Brain Sciences


UCL Ear Institute receives Silver Athena SWAN award

4 October 2022

The UCL Ear Institute has received a Silver Athena SWAN award in recognition of its commitment and progress towards gender equality.

Athena Swan award

The Athena SWAN charter remains central to the Faculty’s commitment to creating a culture that has belonging and inclusion at its heart. The awards recognise good practice in higher education and research institutions towards the advancement of gender equality, representation, progression and success for all.

In the latest round of awards, the UCL Ear Institute achieved a Silver Athena SWAN Award, recognising the action staff have taken to successfully reduce gender inequalities.

Dr Lucy Handscomb, who led the application, said:

“Leading the Ear Institute’s Athena SWAN application was a lot of work, but brought me into contact with many fantastic and inspiring people. Having been at the Ear Institute for 12 years, leading this project made me appreciate all the more what a great place it is for gender equality. I’m delighted this has now been recognised with a silver award.”
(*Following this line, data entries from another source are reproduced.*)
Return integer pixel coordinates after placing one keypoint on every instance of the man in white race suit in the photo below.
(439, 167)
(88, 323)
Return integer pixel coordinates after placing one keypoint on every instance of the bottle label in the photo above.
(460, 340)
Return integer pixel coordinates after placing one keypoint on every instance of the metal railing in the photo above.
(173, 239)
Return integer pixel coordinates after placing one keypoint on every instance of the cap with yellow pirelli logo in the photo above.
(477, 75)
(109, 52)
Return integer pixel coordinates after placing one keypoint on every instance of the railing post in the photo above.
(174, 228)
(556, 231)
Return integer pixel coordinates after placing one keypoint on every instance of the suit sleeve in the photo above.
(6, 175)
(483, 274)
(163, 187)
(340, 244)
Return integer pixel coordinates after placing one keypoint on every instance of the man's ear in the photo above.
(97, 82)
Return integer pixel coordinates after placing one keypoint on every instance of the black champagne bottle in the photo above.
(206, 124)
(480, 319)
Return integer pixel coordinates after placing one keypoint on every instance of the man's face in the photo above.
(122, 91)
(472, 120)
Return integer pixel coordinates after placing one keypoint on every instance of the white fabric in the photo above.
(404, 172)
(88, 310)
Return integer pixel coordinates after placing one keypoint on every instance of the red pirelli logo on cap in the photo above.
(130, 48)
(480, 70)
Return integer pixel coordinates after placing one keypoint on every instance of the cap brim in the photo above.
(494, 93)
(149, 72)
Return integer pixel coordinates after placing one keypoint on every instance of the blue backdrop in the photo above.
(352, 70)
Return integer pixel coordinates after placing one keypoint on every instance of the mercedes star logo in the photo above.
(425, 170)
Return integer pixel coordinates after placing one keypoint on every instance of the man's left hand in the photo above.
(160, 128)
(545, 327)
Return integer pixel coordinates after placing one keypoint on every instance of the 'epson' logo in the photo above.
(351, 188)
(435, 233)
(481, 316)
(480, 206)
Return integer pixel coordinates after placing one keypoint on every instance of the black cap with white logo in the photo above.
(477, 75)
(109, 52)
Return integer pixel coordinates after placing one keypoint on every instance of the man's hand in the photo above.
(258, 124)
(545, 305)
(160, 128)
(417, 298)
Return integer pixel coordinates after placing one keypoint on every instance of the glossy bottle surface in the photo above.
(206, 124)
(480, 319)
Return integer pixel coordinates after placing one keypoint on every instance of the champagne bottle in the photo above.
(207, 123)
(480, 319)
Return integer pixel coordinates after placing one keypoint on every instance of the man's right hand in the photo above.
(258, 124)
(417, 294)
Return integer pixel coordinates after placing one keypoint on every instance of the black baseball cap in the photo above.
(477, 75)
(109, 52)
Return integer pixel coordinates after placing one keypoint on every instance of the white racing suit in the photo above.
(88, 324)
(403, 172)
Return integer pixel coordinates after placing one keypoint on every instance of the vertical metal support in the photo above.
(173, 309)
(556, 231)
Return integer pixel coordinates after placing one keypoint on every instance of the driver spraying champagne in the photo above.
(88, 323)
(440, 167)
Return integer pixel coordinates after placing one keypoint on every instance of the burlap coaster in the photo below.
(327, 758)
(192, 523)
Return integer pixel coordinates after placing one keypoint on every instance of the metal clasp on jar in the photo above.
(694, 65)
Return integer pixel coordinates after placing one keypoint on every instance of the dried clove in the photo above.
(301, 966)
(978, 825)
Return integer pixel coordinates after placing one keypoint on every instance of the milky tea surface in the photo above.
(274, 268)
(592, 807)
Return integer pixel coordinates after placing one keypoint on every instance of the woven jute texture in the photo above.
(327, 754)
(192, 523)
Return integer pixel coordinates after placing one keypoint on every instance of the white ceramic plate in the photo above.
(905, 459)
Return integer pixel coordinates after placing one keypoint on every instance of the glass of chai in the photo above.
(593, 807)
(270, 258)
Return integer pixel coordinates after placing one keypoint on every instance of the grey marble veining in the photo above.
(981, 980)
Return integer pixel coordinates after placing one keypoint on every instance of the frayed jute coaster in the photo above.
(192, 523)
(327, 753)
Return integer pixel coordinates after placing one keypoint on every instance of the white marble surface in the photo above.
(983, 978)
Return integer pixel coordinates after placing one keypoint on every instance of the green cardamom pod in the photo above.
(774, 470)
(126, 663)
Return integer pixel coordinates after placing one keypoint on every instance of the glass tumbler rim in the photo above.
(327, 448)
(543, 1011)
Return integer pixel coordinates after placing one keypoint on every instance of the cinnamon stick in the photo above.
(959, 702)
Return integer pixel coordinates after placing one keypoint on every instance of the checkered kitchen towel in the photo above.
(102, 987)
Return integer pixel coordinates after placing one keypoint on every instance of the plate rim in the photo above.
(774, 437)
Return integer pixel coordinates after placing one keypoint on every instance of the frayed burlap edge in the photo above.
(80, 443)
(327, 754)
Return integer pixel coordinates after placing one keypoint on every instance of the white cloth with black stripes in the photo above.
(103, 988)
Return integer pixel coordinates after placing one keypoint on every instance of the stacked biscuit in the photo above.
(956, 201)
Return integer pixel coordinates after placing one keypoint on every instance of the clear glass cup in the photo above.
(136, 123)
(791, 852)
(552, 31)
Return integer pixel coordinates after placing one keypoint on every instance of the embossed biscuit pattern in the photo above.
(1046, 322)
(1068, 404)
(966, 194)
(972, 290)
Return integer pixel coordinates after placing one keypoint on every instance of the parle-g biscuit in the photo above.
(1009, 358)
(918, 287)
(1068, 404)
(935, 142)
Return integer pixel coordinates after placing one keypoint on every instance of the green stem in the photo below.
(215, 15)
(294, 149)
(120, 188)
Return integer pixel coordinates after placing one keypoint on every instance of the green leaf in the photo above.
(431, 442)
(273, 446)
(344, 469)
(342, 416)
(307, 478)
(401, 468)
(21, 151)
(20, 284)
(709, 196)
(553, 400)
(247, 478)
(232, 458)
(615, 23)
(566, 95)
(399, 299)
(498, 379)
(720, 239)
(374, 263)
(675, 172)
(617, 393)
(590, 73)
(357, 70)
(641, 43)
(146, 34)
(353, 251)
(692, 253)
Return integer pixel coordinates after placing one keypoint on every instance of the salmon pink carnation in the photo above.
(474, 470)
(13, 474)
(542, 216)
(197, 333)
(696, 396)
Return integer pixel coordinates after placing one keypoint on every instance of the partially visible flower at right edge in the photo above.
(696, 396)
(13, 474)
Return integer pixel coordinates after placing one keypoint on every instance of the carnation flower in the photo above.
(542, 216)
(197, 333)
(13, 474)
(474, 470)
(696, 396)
 Professor Jonathan Gale, Director of the UCL Ear Institute, said:

“This is such excellent news that acknowledges the efforts of staff and students within the Ear Institute who contribute to the culture of equality and inclusiveness that exists here. Particular thanks go to Dr Lucy Handscomb who led the application, ably supported by the Self-Assessment Team and expertly mentored by Prof Jen Linden.”

Professor Alan Thompson, Dean of the Faculty of Brain Sciences, said:

“Many congratulations to Lucy and team. This is a fantastic achievement and I’m delighted to see the Ear Institute's commitment to addressing gender inequalities recognised. The award reflects the exceptional efforts of our staff to create a culture of belonging and inclusion.”

The Athena SWAN Charter was established in 2005 to encourage and recognise a commitment to advancing the careers of women in science, technology, engineering, maths and medicine (STEMM) employment in higher education and research.

In 2015 the charter was expanded to include non-STEMM subjects and recognise work undertaken in arts, humanities, social sciences, business and law (AHSSBL), and professional and support roles. The charter now recognises work undertaken to address gender equality more broadly, and not just barriers to progression that affect women.